You will generally want to choose a partition key that has (1) a large distribution of values, to create even load across your cluster, and (2) is made up of values that are relatively "well known". By "well known", I mean something you either know in advance or something that can be computed easily and deterministically. For instance, you will have many users and will gather statistics over many days. While the the specific of days (encoded as, say, YYYY-MM-DD strings) can be easily determined based on a known start/end date range or query input, the set of all valid user IDs (assuming UUIDs or other non-incremental value, or hash) is much harder to determine without doing a scan of the entire cluster. Avoid doing partition key scans; aim for "exact" random access to your partitions.
Format of the partition key
The partition key is traditionally shown as a single column in many examples, but you can have a multi-column partition key. This can be useful when using date/time information as all or part of the key. You would aim to have as few unique values per column as possible, so that the set of values you need to enumerate is as small as possible, but as many values (or additional columns) as necessary to balance the I/O load and data distribution across the cluster.
For example, if you were to use a timestamp as your partition key, in 64-bit Java timestamp format, there are 1,000 possible partitions per second. Even though you can technically iterate over them, that may be more granular than you need or want. On the other side, if your partition key were simply the 4-digit year, then all of that year's events would go to the same partition (making it very large) and to the same set of replica nodes (hotspots, inefficient cluster use). By choosing a key that balances between these extremes, you can control the size of your partitions and also the number of partitions you must access in order to satisfy a query.
Also consider what you'll do when you ever want to delete old data. The easiest means (within a single column family/table) is to delete an entire partition as this helps avoid accumulating individual column tombstones. If you ever want to run an operation like "delete all data older than 2013" then you definitely don't want to bury the date deep down in the data and would rather have it as part of your partition key.

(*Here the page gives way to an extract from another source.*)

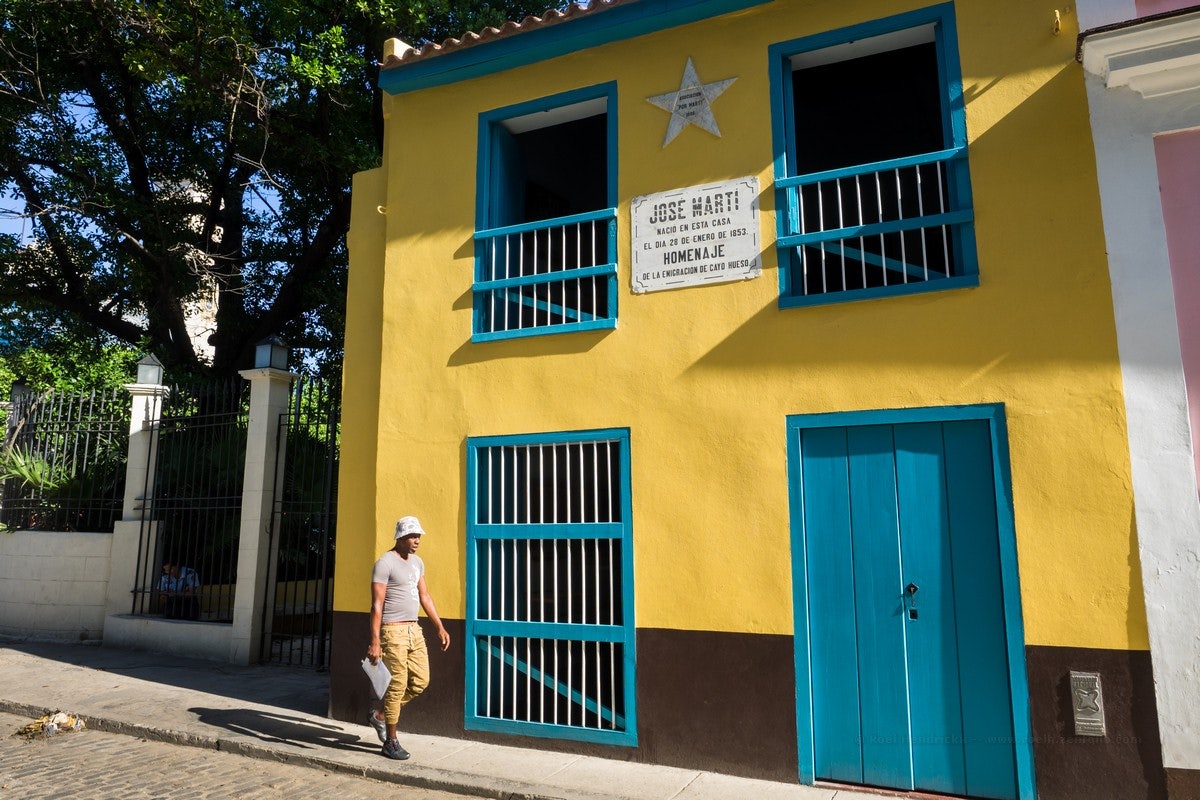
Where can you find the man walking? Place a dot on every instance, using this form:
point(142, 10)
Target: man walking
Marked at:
point(397, 590)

Choosing a row (clustering) key
Any additional columns in the primary key that are not part of the partition key become the row key within the partition, and the rows are clustered (ordered) by the sort order of the first of these columns.
That clustering/sorting is important, because it's generally the only native sorting you're going to get with Cassandra. Even if the partition key is down to the level of a specific hour or minute of a specific day, you might choose to cluster the rows by your millisecond timestamp or time UUID, to keep everything within that partition in chronological order.

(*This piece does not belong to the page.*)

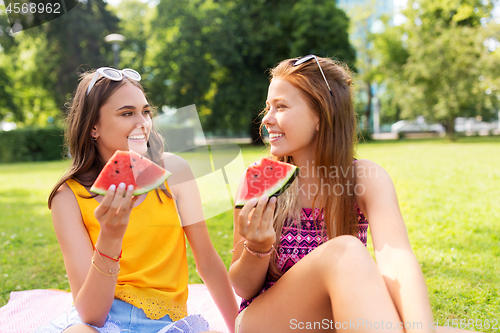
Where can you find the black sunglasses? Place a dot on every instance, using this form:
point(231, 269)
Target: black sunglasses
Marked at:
point(306, 59)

You can still have additional columns, like your X/Y coordinates or user IDs, in your row keys -- in case it sounded like I was recommending that you put time (only) in both the partition and clustering keys.
Using X/Y coordinates
This part has nothing to do with Cassandra, but if you're heat-mapping the page, do be aware that people use different screens and devices at different resolutions. Unless you're doing pixel-perfect layout on your site (and hopefully you're using a fluid, responsive layout instead) then the X/Y coordinate of one user isn't going to match the X/Y coordinates from another user. They might not even match for the same user, if that user switches devices.

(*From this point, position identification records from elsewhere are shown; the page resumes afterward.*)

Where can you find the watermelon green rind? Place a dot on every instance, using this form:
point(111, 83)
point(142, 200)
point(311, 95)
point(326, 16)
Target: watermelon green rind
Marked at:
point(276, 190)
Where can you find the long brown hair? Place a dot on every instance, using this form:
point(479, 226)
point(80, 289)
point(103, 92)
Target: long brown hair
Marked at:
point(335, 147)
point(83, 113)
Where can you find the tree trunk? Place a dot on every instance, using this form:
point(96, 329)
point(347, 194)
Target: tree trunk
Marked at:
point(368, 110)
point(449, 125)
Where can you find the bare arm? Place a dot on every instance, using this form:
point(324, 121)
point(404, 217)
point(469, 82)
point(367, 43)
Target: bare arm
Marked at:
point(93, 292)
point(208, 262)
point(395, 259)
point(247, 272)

Consider mapping not by X/Y coordinate of the mouse, but perhaps the IDs of elements in the DOM. Have an ID for your "sidebar", "main menu", "main body div" and any specific elements you want to map. These would be string keys, not coordinate pairs, and while they'd still be triggered on mouse enter/leave/click the logged information doesn't depend or assume any particular screen geometry.
Perhaps you decide to include the element ID as part of the row or partition key, too.